Cloudera Search Frequently Asked Questions

This section includes answers to questions commonly asked about Search for CDH. Questions are divided into the following categories:

General

The following are general questions about Cloudera Search and the answers to those questions.

What is Cloudera Search?

Cloudera Search is Apache Solr integrated with CDH, including Apache Lucene, Apache SolrCloud, Apache Flume, Apache Tika, and Apache Hadoop MapReduce and HDFS. Cloudera Search also includes valuable integrations that make searching more scalable, easy to use, and optimized for both near-real-time and batch-oriented indexing. These integrations include Cloudera Morphlines, a customizable transformation chain that simplifies loading any type of data into Cloudera Search.

What is the difference between Lucene and Solr?

Lucene is a low-level search library that is accessed by a Java API. Solr is a search server that runs in a servlet container and provides structure and convenience around the underlying Lucene library.

What is Apache Tika?

The Apache Tika toolkit detects and extracts metadata and structured text content from various documents using existing parser libraries.

How does Cloudera Search relate to web search?

Traditional web search engines crawl web pages on the Internet for content to index. Cloudera Search indexes files and data that are stored in HDFS and HBase. To make web data available through Cloudera Search, it needs to be downloaded and stored in Cloudera Enterprise.

How does Cloudera Search relate to enterprise search?

Enterprise search connects with different backends (such as RDBMS and filesystems) and indexes data in all those systems. Cloudera Search is intended as a full-text search capability for data in CDH. Cloudera Search is a tool added to the Cloudera data processing platform and does not aim to be a stand-alone search solution, but rather a user-friendly interface to explore data in Hadoop and HBase.

How does Cloudera Search relate to custom search applications?

Custom and specialized search applications are an excellent complement to the Cloudera data-processing platform. Cloudera Search is not designed to be a custom application for niche vertical markets. However, Cloudera Search does include a simple search GUI through a plug-in application for Hue. The Hue plug-in application is based on the Solr API and allows for easy exploration, along with all of the other Hadoop frontend applications in Hue.

Which Solr Server should I send my queries to?

Any Solr Server can accept and process client connections.

Do Search security features use Kerberos?

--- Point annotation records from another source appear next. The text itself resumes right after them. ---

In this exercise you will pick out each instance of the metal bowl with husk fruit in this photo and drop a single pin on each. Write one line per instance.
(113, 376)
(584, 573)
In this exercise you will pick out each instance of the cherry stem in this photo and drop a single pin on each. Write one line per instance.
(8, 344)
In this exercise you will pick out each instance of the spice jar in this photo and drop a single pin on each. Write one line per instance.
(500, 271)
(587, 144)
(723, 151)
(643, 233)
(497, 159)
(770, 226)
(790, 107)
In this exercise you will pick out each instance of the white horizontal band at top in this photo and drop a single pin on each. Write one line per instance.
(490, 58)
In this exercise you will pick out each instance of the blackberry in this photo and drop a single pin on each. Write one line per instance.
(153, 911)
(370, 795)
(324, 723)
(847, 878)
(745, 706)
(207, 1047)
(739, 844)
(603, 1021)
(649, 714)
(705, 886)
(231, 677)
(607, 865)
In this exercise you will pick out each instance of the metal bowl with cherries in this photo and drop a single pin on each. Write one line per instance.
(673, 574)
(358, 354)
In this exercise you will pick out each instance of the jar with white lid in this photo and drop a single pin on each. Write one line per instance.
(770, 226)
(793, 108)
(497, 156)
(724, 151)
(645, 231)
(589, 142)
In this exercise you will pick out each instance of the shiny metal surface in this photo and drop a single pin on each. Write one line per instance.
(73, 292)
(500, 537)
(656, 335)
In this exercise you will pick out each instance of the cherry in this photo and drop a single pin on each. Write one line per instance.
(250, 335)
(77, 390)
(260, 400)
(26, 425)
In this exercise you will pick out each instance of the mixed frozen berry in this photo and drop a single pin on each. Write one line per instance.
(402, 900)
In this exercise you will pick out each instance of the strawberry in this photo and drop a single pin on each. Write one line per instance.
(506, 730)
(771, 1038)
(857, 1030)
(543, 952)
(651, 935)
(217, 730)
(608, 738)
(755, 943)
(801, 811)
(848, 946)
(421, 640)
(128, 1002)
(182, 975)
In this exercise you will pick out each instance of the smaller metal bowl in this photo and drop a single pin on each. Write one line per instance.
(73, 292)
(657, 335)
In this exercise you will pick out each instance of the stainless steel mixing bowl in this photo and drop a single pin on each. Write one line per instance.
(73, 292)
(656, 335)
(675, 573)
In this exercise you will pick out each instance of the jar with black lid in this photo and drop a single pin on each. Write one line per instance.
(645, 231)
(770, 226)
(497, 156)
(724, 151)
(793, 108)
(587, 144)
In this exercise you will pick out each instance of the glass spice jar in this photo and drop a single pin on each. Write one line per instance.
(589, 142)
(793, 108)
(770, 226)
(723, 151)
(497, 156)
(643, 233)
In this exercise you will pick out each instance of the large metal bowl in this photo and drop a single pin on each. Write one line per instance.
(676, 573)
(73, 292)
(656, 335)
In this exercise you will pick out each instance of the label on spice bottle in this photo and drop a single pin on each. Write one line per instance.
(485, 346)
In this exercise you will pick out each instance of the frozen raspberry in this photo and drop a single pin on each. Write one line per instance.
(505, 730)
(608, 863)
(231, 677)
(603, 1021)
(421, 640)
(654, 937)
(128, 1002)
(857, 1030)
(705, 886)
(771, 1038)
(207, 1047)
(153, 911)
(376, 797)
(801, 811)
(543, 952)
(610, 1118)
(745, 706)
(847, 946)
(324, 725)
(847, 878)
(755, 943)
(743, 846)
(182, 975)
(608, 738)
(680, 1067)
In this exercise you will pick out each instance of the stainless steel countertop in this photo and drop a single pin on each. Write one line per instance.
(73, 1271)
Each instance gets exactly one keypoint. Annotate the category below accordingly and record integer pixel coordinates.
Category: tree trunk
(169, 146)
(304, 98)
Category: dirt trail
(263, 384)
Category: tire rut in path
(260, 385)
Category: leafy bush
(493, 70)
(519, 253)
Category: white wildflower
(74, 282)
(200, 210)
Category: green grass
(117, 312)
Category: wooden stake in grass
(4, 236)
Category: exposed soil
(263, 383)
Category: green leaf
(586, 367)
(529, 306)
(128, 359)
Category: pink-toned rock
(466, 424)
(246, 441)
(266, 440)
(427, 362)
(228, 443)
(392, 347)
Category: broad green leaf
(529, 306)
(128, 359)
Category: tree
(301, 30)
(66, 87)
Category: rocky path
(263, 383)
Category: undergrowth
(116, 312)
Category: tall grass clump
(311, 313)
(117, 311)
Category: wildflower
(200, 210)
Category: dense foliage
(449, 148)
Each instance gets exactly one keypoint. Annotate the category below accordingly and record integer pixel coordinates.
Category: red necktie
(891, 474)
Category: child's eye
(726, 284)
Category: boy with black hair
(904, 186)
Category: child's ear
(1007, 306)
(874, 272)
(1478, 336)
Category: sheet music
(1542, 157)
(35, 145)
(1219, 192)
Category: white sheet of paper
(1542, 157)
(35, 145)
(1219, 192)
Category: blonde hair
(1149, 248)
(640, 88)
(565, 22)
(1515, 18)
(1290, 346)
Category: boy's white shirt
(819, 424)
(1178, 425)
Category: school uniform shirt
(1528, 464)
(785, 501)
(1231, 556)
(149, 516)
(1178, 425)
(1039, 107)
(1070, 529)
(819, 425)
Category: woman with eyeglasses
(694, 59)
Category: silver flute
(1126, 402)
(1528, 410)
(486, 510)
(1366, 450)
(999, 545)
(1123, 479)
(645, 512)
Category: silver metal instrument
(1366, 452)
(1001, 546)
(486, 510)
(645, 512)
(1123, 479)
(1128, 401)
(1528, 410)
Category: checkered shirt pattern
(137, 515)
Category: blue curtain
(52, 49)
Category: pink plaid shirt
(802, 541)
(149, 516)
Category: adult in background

Yes, Cloudera Search includes support for Kerberos authentication. Search continues to use simple authentication with the anonymous user as the default configuration, but Search now supports changing the authentication scheme to Kerberos. All required packages are installed during the installation or upgrade process. Additional configuration is required before Kerberos is available in your environment.

Can I restrict access to collections?

Yes, Cloudera Search supports Apache Sentry for authorization. For more information, see Configuring Sentry Authorization for Cloudera Search.

Do I need to configure Sentry restrictions for each access mode, such as for the admin console and for the command line?

Sentry restrictions are consistently applied regardless of the way users attempt to complete actions. For example, restricting access to data in a collection consistently restricts that access, whether queries come from the command line, from a browser, or through the admin console.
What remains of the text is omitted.